In this large population-based case–control study, several medical conditions were evaluated to determine their association with pancreatic cancer. These study results and our temporal analyses suggest that history of some medical conditions may be an early manifestation of pancreatic cancer.

Gallbladder diseases

A history of gallbladder disease, including both cholelithiasis and non-cholelithiasis-related, was associated with an increased risk of pancreatic cancer in our study, although examination of temporal trends suggests this increased risk was a consequence of the cancer rather than an independent risk factor. Specifically, the increased risk was seen only among participants in whom cholelithiasis was diagnosed within a year of the time of diagnosis or interview for the controls.

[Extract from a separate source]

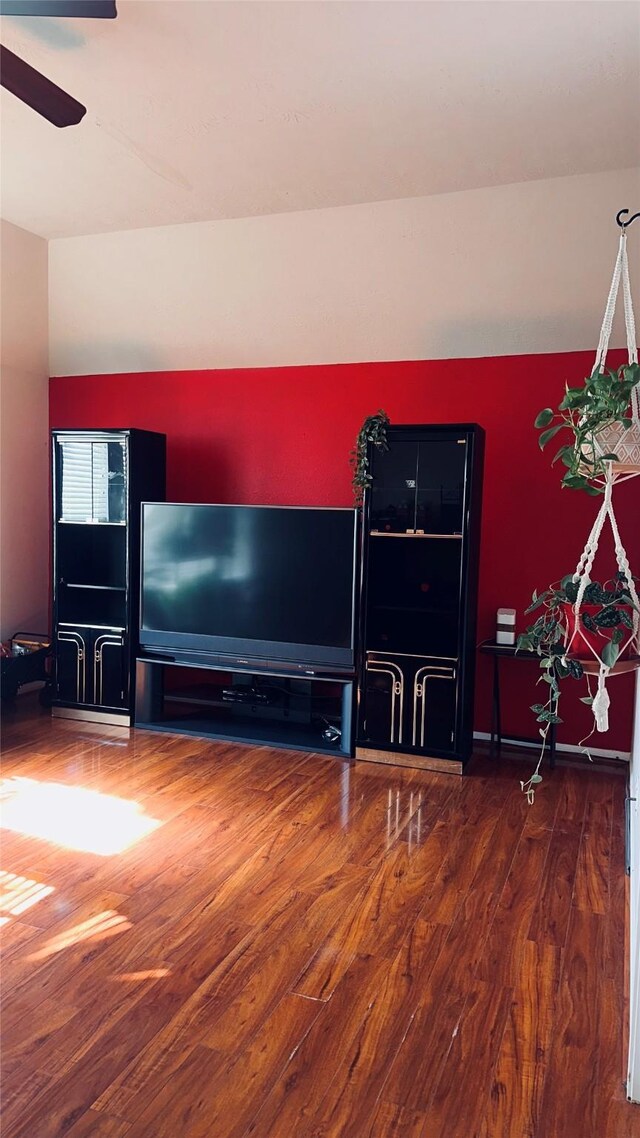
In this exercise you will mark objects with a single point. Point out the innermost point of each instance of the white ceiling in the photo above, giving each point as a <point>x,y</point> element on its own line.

Epidemiologic studies that have investigated the potential association between cholelithiasis/cholecystectomy and risk of pancreatic cancer have produced inconsistent results [8, 25, 26, 27, 34, 35, 36, 37, 38, 39, 40, 41, 42, 43, 44, 45, 46, 47, 48, 49, 50, 51, 52]. Several early case–control studies showed no association between gallbladder disease and pancreatic cancer [25, 26, 49]. However, subsequent case–control studies have reported an increased risk of pancreatic cancer ranging from 1.4- to 2.8-fold [27, 41, 52, 53]. Those studies that examined a temporal association, as we did in our current study, found that differences in pancreatic cancer risk depended upon the interval between cholelithiasis diagnosis or cholecystectomy and the diagnosis of pancreatic cancer. While some studies found an excess risk for pancreatic cancer that continued up to two decades following cholecystectomy [8, 43], this risk commonly diminished with time. In one large case–control study, the odds ratio for pancreatic cancer was 58 (95% CI, 27–123) for individuals who had undergone cholecystectomy within one year before the cancer diagnosis, falling to 1.7 (95% CI = 1.0–3.0) for those whose cholecystectomy was ≥20 years previously [8]. Another large case–control study showed a positive association for patients who had a history of cholelithiasis (OR = 1.4; 95% CI = 1.0–1.9), but noted that this association was diminished to the null in patients whose diagnosis of cholethiasis had been made more than one year previously [52]. These results, similar to ours, suggested that cholelithiasis and the need for cholecystectomy are reflective of the presence of pancreatic cancer rather than representing true risk factors.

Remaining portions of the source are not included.